Electrical impulses control the head direction of VR players

David Cronenberg Videodrome Imagine a challenging future where technology and the body blend into one. Viewers of Videodrome – the in-universe program – begin to suffer severe hallucinations and become increasingly unable to separate what is real from what is being fed to them by the machine.

In the real world, we have historically had a clear separation between our physical lives and our digital entertainment. Even when things seem emotionally real, they don’t interact with us physically. The growing popularity of virtual and augmented reality is beginning to blur the lines between digital and digital experiences, and new research is making the overlap more realistic.

Yudai Tanaka, Pedro Lopez, and John Nishida from the Department of Computer Science at the University of Chicago – the same lab that brought us chemical touch They are not evil masterminds on a mission to take over humanity, but rather devising ways to make virtual reality experiences more powerful. at recent paper Titled Electrical Head Operation: Enabling Interactive Systems to Manipulate Head Orientation directly, they describe a system that uses electrical stimulation to control players’ head movements in a VR environment.

The system takes well-established electrical muscle stimulation technology, EMS for short, usually used as a medical rehabilitation tool, and uses it to control head orientation by delivering low-level shocks to the neck muscles.

The system sends electrical impulses to nerve cells connected to muscle fibers in the neck. When they receive the impulses, the neurons misinterpret them as motor signals and the muscles contract. We used this principle to move the neck muscles and control direction,” Tanaka told SafeWire.

Similar technology was used by Pedro Lopez A few years ago to simulate the sensation of weight when carrying virtual objects. The visual component of virtual reality is constantly improving, but the exploration of the virtual environment lacks realistic simulation when everything you interact with is a ghost without any tangible presence. By stimulating the muscles of the arms, Lopez was able to simulate the effects of gravity and give players the feeling that they were holding an object. The same basic premise is applied here, only now your actual body movements are, at least sometimes, controlled by the game.

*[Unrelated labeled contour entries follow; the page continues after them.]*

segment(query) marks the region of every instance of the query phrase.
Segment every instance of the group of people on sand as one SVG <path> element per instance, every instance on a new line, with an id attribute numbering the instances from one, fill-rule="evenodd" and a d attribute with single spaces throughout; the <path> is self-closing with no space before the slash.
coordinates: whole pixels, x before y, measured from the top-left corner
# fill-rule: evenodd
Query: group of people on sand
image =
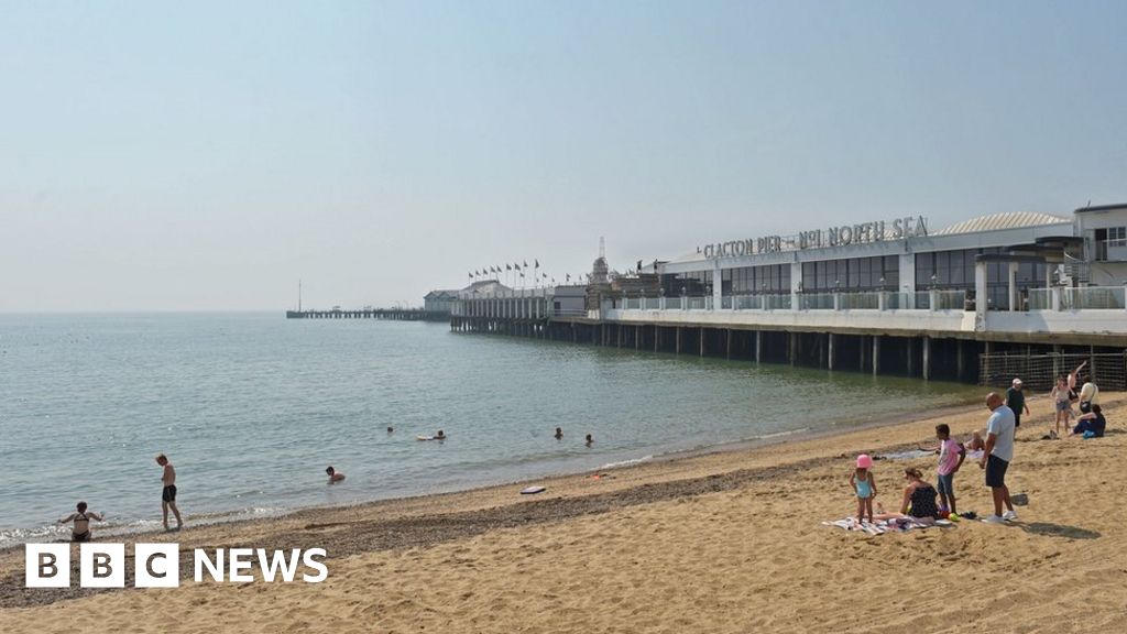
<path id="1" fill-rule="evenodd" d="M 176 505 L 176 468 L 168 460 L 168 456 L 163 454 L 157 455 L 157 464 L 161 467 L 160 509 L 165 530 L 180 530 L 184 527 L 184 520 L 180 519 L 180 509 Z M 172 514 L 176 517 L 176 528 L 168 526 L 168 511 L 172 511 Z M 61 518 L 57 523 L 74 522 L 74 526 L 71 527 L 71 541 L 89 541 L 92 537 L 90 520 L 105 521 L 105 519 L 106 517 L 103 513 L 89 510 L 86 502 L 79 502 L 76 504 L 76 511 L 65 518 Z"/>
<path id="2" fill-rule="evenodd" d="M 1099 438 L 1103 435 L 1107 422 L 1103 419 L 1103 411 L 1100 408 L 1100 388 L 1092 382 L 1091 378 L 1084 381 L 1080 391 L 1076 391 L 1076 378 L 1084 369 L 1088 361 L 1079 368 L 1057 379 L 1049 397 L 1054 403 L 1053 429 L 1048 433 L 1049 439 L 1061 438 L 1062 431 L 1068 431 L 1070 421 L 1075 421 L 1068 435 L 1085 435 L 1088 438 Z M 1014 379 L 1019 380 L 1019 379 Z M 1076 405 L 1080 414 L 1072 408 Z"/>
<path id="3" fill-rule="evenodd" d="M 1098 438 L 1103 435 L 1107 426 L 1107 421 L 1099 405 L 1099 388 L 1094 382 L 1088 380 L 1079 394 L 1073 390 L 1076 378 L 1083 368 L 1082 363 L 1072 373 L 1061 377 L 1050 393 L 1055 403 L 1055 425 L 1059 425 L 1064 419 L 1064 429 L 1067 430 L 1067 420 L 1072 416 L 1067 412 L 1071 412 L 1072 403 L 1077 402 L 1081 414 L 1075 417 L 1076 426 L 1072 429 L 1070 435 Z M 968 452 L 971 451 L 982 452 L 978 467 L 985 472 L 985 482 L 991 490 L 993 503 L 994 512 L 983 518 L 983 521 L 1001 523 L 1017 520 L 1018 513 L 1013 510 L 1013 501 L 1010 497 L 1010 488 L 1005 484 L 1005 476 L 1010 463 L 1013 460 L 1014 434 L 1021 424 L 1021 414 L 1029 414 L 1029 406 L 1026 404 L 1022 389 L 1021 379 L 1013 379 L 1012 386 L 1006 390 L 1004 397 L 993 391 L 986 395 L 986 407 L 991 411 L 991 415 L 986 422 L 985 438 L 982 432 L 974 431 L 965 444 L 951 438 L 950 426 L 946 423 L 935 425 L 935 438 L 939 446 L 928 449 L 939 455 L 939 463 L 935 466 L 935 485 L 924 481 L 920 469 L 905 468 L 904 493 L 900 497 L 898 512 L 885 512 L 879 504 L 876 510 L 873 509 L 877 483 L 872 474 L 872 458 L 864 454 L 858 456 L 855 468 L 849 478 L 857 499 L 857 521 L 873 522 L 876 520 L 909 518 L 926 525 L 937 519 L 958 517 L 955 475 L 962 467 Z M 1056 428 L 1056 430 L 1059 429 L 1059 426 Z M 1053 433 L 1051 438 L 1058 438 L 1058 433 Z M 937 497 L 939 499 L 938 504 Z"/>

In demos, the team used technology to direct users toward an object, in this case a fire extinguisher during a fire safety training program. Essentially, the software can sense when you’re having trouble figuring out where to look or what to do and send an electrical signal that turns your head in the right direction. More importantly, it can also make smart decisions about when to send a signal to ensure user safety. Which means that even if you shake your head in response to a punch from a hypothetical boxing opponent, you are unlikely to get hurt.

“The system has a function that knows if the user is moving, especially against the direction of the stimulus and will be shut down immediately to ensure operational safety,” Tanaka said.

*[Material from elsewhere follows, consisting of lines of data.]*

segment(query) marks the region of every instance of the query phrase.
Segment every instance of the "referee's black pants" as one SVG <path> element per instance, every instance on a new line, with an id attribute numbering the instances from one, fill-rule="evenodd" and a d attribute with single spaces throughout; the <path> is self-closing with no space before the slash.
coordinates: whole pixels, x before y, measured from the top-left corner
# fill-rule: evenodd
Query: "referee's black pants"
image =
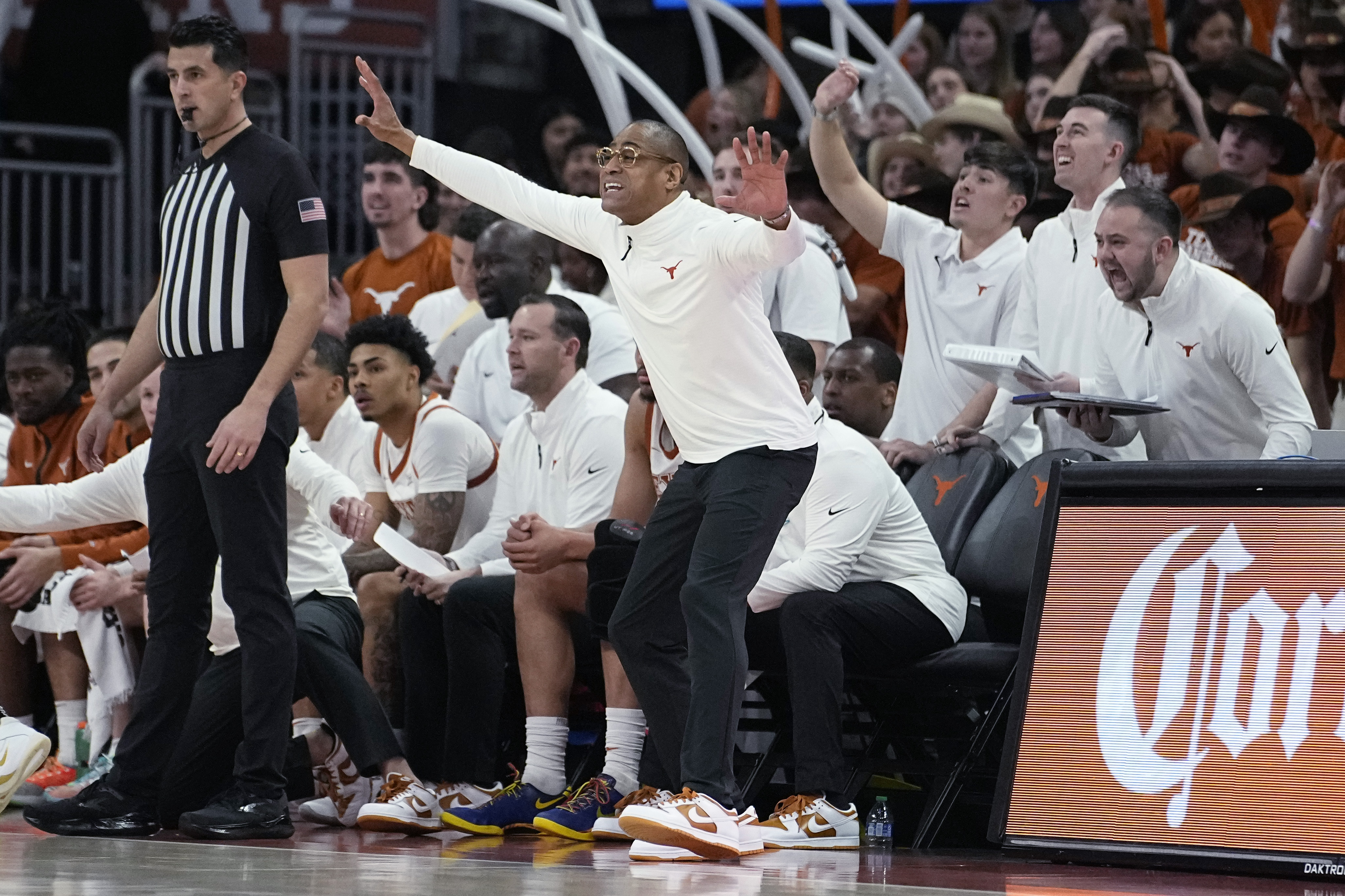
<path id="1" fill-rule="evenodd" d="M 313 591 L 295 604 L 299 666 L 291 703 L 308 697 L 342 739 L 360 774 L 379 774 L 379 764 L 402 755 L 383 708 L 359 669 L 364 622 L 346 596 Z M 174 751 L 159 795 L 165 827 L 221 793 L 233 778 L 234 751 L 243 739 L 242 657 L 230 650 L 214 657 L 196 678 L 191 711 Z M 286 791 L 313 793 L 307 743 L 292 744 L 285 763 Z M 297 750 L 296 750 L 297 748 Z M 297 760 L 296 754 L 299 755 Z"/>
<path id="2" fill-rule="evenodd" d="M 278 799 L 295 689 L 295 610 L 285 584 L 285 465 L 299 431 L 295 390 L 272 402 L 266 429 L 243 470 L 206 466 L 206 442 L 242 402 L 266 352 L 238 349 L 169 359 L 145 467 L 149 504 L 149 639 L 134 712 L 109 783 L 159 795 L 182 733 L 210 629 L 217 559 L 238 631 L 242 742 L 234 778 L 249 795 Z"/>
<path id="3" fill-rule="evenodd" d="M 654 508 L 608 633 L 668 778 L 732 807 L 748 591 L 803 497 L 816 446 L 682 463 Z"/>
<path id="4" fill-rule="evenodd" d="M 443 603 L 406 590 L 398 625 L 412 771 L 483 787 L 500 780 L 500 742 L 523 728 L 514 576 L 463 579 Z"/>
<path id="5" fill-rule="evenodd" d="M 952 646 L 929 607 L 890 582 L 849 582 L 806 591 L 748 619 L 752 668 L 787 672 L 794 715 L 794 789 L 845 790 L 841 701 L 846 672 L 881 676 Z"/>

Technologies like this can open up new possibilities for virtual reality designers and content creators, allowing them to give gamers clear direction while keeping their games and environments immersed. Traditionally, a game might place an up arrow on the screen, light a path, or use audio cues to point you in the right direction. In all of these cases, the content of the experiment is modified to give you information. This has the potential to break immersion.

“We were excited to see if there was a way to do this without changing the content. The idea is to keep it immersive and help the user know where to go or what to look at next,” Lopez said.

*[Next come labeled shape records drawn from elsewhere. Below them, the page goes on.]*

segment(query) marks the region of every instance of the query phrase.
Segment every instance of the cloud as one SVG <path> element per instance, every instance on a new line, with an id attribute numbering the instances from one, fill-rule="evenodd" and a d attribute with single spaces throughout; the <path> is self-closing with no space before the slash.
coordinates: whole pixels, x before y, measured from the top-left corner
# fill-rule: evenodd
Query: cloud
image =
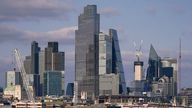
<path id="1" fill-rule="evenodd" d="M 68 19 L 73 6 L 67 0 L 1 0 L 0 21 Z"/>
<path id="2" fill-rule="evenodd" d="M 72 44 L 74 42 L 74 32 L 76 26 L 60 28 L 48 32 L 23 31 L 14 26 L 0 25 L 0 43 L 7 41 L 31 42 L 38 40 L 40 42 L 59 41 L 61 43 Z"/>
<path id="3" fill-rule="evenodd" d="M 107 7 L 99 11 L 99 13 L 106 17 L 118 16 L 120 13 L 115 8 Z"/>

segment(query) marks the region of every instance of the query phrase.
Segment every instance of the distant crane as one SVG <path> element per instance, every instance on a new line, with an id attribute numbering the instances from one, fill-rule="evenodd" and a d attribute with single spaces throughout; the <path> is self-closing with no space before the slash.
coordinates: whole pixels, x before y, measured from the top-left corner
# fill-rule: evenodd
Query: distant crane
<path id="1" fill-rule="evenodd" d="M 34 103 L 35 99 L 34 99 L 34 97 L 32 95 L 33 90 L 30 89 L 30 87 L 29 87 L 29 79 L 27 78 L 27 74 L 26 74 L 26 71 L 25 71 L 25 68 L 24 68 L 21 53 L 19 52 L 18 49 L 14 49 L 14 55 L 15 55 L 17 67 L 18 67 L 18 69 L 19 69 L 19 71 L 21 73 L 23 86 L 24 86 L 24 89 L 26 90 L 26 93 L 27 93 L 27 98 L 28 98 L 28 100 L 30 102 Z"/>
<path id="2" fill-rule="evenodd" d="M 135 41 L 133 42 L 133 45 L 134 45 L 135 50 L 136 50 L 135 55 L 136 55 L 138 61 L 140 61 L 140 57 L 142 55 L 142 51 L 141 51 L 142 44 L 143 44 L 143 40 L 141 40 L 139 49 L 137 49 L 137 44 L 135 43 Z"/>

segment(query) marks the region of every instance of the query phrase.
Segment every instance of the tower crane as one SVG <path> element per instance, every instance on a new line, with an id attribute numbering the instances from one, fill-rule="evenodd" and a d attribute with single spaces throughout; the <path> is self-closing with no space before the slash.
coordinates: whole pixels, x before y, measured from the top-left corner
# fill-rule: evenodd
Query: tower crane
<path id="1" fill-rule="evenodd" d="M 136 50 L 135 55 L 136 55 L 136 57 L 137 57 L 137 60 L 140 61 L 140 57 L 141 57 L 141 55 L 142 55 L 141 47 L 142 47 L 142 44 L 143 44 L 143 40 L 141 40 L 139 49 L 136 48 L 137 45 L 136 45 L 135 41 L 133 42 L 133 44 L 134 44 L 134 47 L 135 47 L 135 50 Z"/>
<path id="2" fill-rule="evenodd" d="M 32 94 L 33 90 L 30 89 L 30 87 L 29 87 L 29 79 L 27 78 L 27 74 L 26 74 L 26 71 L 24 68 L 22 56 L 21 56 L 21 53 L 19 52 L 18 49 L 14 49 L 14 55 L 15 55 L 17 67 L 21 73 L 23 86 L 24 86 L 24 89 L 27 93 L 27 98 L 30 102 L 35 102 L 35 99 L 34 99 L 33 94 Z"/>

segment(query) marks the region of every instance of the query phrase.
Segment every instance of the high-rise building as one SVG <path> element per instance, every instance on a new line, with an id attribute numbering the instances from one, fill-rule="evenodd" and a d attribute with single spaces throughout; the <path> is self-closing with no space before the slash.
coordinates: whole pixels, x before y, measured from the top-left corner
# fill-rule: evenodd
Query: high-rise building
<path id="1" fill-rule="evenodd" d="M 31 73 L 31 56 L 26 56 L 24 60 L 24 67 L 27 74 Z"/>
<path id="2" fill-rule="evenodd" d="M 112 73 L 112 38 L 99 33 L 99 75 Z"/>
<path id="3" fill-rule="evenodd" d="M 148 64 L 146 80 L 151 84 L 151 82 L 157 80 L 161 74 L 161 58 L 152 45 L 150 47 Z"/>
<path id="4" fill-rule="evenodd" d="M 78 17 L 75 31 L 75 80 L 78 94 L 86 92 L 88 98 L 99 95 L 98 35 L 100 15 L 96 5 L 87 5 Z"/>
<path id="5" fill-rule="evenodd" d="M 99 95 L 119 95 L 119 74 L 99 75 Z"/>
<path id="6" fill-rule="evenodd" d="M 69 97 L 73 97 L 74 95 L 74 83 L 67 84 L 66 95 Z"/>
<path id="7" fill-rule="evenodd" d="M 35 96 L 40 96 L 40 76 L 39 76 L 39 51 L 40 47 L 36 41 L 31 43 L 31 72 L 34 75 Z"/>
<path id="8" fill-rule="evenodd" d="M 41 63 L 44 66 L 41 68 L 41 78 L 42 81 L 43 75 L 45 71 L 60 71 L 62 77 L 62 94 L 65 93 L 65 82 L 64 82 L 64 70 L 65 70 L 65 53 L 59 52 L 58 50 L 58 42 L 48 42 L 48 47 L 45 48 L 45 51 L 41 53 Z"/>
<path id="9" fill-rule="evenodd" d="M 112 37 L 112 73 L 120 75 L 119 94 L 126 94 L 127 89 L 117 31 L 109 29 L 109 35 Z"/>
<path id="10" fill-rule="evenodd" d="M 177 59 L 175 58 L 170 58 L 170 57 L 166 57 L 163 58 L 161 60 L 162 63 L 162 73 L 164 73 L 164 75 L 173 78 L 172 81 L 172 92 L 173 95 L 176 96 L 177 95 L 177 72 L 178 72 L 178 64 L 177 64 Z M 163 69 L 165 71 L 163 71 Z"/>
<path id="11" fill-rule="evenodd" d="M 13 71 L 7 71 L 5 74 L 6 79 L 6 87 L 8 86 L 14 86 L 14 85 L 21 85 L 21 74 L 20 72 Z"/>
<path id="12" fill-rule="evenodd" d="M 62 94 L 62 73 L 60 71 L 46 71 L 43 77 L 44 77 L 44 84 L 43 84 L 44 96 L 63 95 Z"/>

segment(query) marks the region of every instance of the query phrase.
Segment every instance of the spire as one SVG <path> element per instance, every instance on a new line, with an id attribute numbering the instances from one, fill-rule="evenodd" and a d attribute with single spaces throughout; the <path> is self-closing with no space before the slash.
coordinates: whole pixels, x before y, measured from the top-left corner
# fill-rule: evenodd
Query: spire
<path id="1" fill-rule="evenodd" d="M 158 60 L 158 59 L 159 59 L 159 56 L 158 56 L 157 52 L 155 51 L 155 48 L 151 44 L 150 53 L 149 53 L 149 60 Z"/>

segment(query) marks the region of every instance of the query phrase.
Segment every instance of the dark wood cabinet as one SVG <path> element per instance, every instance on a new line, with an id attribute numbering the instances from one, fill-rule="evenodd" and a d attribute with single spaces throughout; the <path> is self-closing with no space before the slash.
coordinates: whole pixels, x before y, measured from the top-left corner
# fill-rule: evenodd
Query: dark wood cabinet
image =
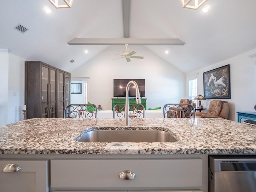
<path id="1" fill-rule="evenodd" d="M 70 73 L 39 61 L 26 61 L 27 118 L 62 118 L 70 102 Z"/>

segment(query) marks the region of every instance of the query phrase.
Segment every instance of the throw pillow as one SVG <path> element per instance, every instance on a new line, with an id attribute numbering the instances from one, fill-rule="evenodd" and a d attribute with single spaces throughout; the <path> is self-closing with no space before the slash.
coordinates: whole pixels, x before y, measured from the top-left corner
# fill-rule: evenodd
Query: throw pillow
<path id="1" fill-rule="evenodd" d="M 88 102 L 88 104 L 92 104 L 90 102 Z M 88 111 L 96 111 L 96 109 L 93 106 L 87 106 L 87 110 Z"/>
<path id="2" fill-rule="evenodd" d="M 161 107 L 156 107 L 155 108 L 148 108 L 148 110 L 156 110 L 157 109 L 161 109 Z"/>

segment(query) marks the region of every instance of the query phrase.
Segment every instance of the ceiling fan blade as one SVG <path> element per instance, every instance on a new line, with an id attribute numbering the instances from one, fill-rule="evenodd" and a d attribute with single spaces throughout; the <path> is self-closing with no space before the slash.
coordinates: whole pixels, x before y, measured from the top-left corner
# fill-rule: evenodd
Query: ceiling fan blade
<path id="1" fill-rule="evenodd" d="M 123 55 L 120 55 L 120 54 L 118 54 L 117 53 L 112 53 L 112 54 L 114 54 L 115 55 L 120 55 L 120 56 L 124 56 Z"/>
<path id="2" fill-rule="evenodd" d="M 136 54 L 137 52 L 136 52 L 136 51 L 131 51 L 130 53 L 129 53 L 128 54 L 127 54 L 127 55 L 129 55 L 130 56 Z"/>
<path id="3" fill-rule="evenodd" d="M 131 61 L 131 60 L 129 57 L 125 57 L 125 59 L 126 60 L 126 61 L 127 62 L 130 62 L 130 61 Z"/>
<path id="4" fill-rule="evenodd" d="M 136 59 L 143 59 L 144 57 L 142 57 L 142 56 L 131 56 L 130 58 Z"/>
<path id="5" fill-rule="evenodd" d="M 114 60 L 114 59 L 120 59 L 121 58 L 124 58 L 124 57 L 118 57 L 118 58 L 115 58 L 114 59 L 112 59 L 112 60 Z"/>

Outside of games, the Muscle Digital Interface may help people learn to perform physical tasks, such as performing an exercise correctly or learning to play a musical instrument, more easily by guiding the body through required muscle movements. Instead of giving you visual or auditory directions, the system talks directly to your muscles, ruling out the middle step.

Pointing an arrow doesn’t teach your body what to do. The Yudai system speaks directly to your body. There is a less translational step. We don’t yet know what it means to have a step-less translation, but people may learn better from this physical position, Lopez said. for training.”

The capabilities of this system may extend even beyond Earth. Although not designed with microgravity environments in mind, EMS is commonly used in medical rehabilitation to prevent or assist in reversal. loss of muscle mass. This is something that is a huge problem for astronauts living in microgravity. Spending time playing space VR games with direct muscle stimulation may help astronauts conserve muscle mass on their way to Mars and beyond, not to mention give them a chance to get out of a cramped ship, even virtual.

As we move toward an increasingly virtual future, the intersection between the digital and the physical is likely to continue to grow. Let’s just hope it’s more holodeck From Videodrome.